Au sous-sol découvrez la Première Guerre mondiale, chronique calédonienne
Le 23 avril 1915, plus de 700 Calédoniens, dits « Niaoulis », tous d’origine européenne, embarquent à bord du Sontay pour le front. Fin 1915, le gouvernement français décide de recruter des renforts parmi les populations indigènes de ses colonies. Trois contingents comprenant des tirailleurs kanak rejoignent le front en 1916 et 1917.  La Nouvelle-Calédonie est loin de la guerre, mais ses conséquences se font sentir au quotidien. Un mouvement de révolte des Kanak s’ajoute en 1917. Les difficultés n’empêchent pas la mise en place d’un grand élan de solidarité au profit de tous les soldats partis au front. Des vidéos et programmes sonores évoquent les conditions difficiles de la guerre.
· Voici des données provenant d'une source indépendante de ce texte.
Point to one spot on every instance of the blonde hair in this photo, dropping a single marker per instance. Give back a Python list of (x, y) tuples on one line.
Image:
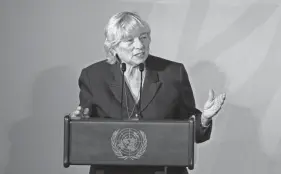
[(119, 27)]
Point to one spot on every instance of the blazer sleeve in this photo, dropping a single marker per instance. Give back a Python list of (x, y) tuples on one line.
[(85, 94), (188, 108)]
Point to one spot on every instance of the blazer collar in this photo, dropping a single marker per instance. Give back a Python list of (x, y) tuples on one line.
[(150, 87)]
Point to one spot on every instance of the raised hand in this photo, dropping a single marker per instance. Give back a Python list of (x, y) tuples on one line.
[(213, 105)]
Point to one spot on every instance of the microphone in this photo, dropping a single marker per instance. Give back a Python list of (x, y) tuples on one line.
[(123, 69), (141, 68)]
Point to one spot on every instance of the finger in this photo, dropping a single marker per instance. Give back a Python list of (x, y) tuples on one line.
[(211, 95), (75, 113), (79, 108), (86, 112)]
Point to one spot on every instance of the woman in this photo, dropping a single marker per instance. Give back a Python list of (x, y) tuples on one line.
[(161, 90)]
Les objets militaires mais aussi du quotidien des soldats sont regroupés.
L’exposition se poursuit sur le quotidien pendant l’entre-deux guerre en Nouvelle-Calédonie, période qui reste marquée par le traumatisme de la guerre.
Un espace est également consacré à la France vue par les soldats australiens en poste pendant la Grande Guerre.

Un jardin
À l’arrière du musée, le jardin
permet de passer un agréable moment de détente parmi les plantes des jardins nouméens des années 1900. De nombreuses espèces sont endémiques ; beaucoup ont également été importées au XIXe siècle, notamment de la Réunion par les colons Bourbonnais.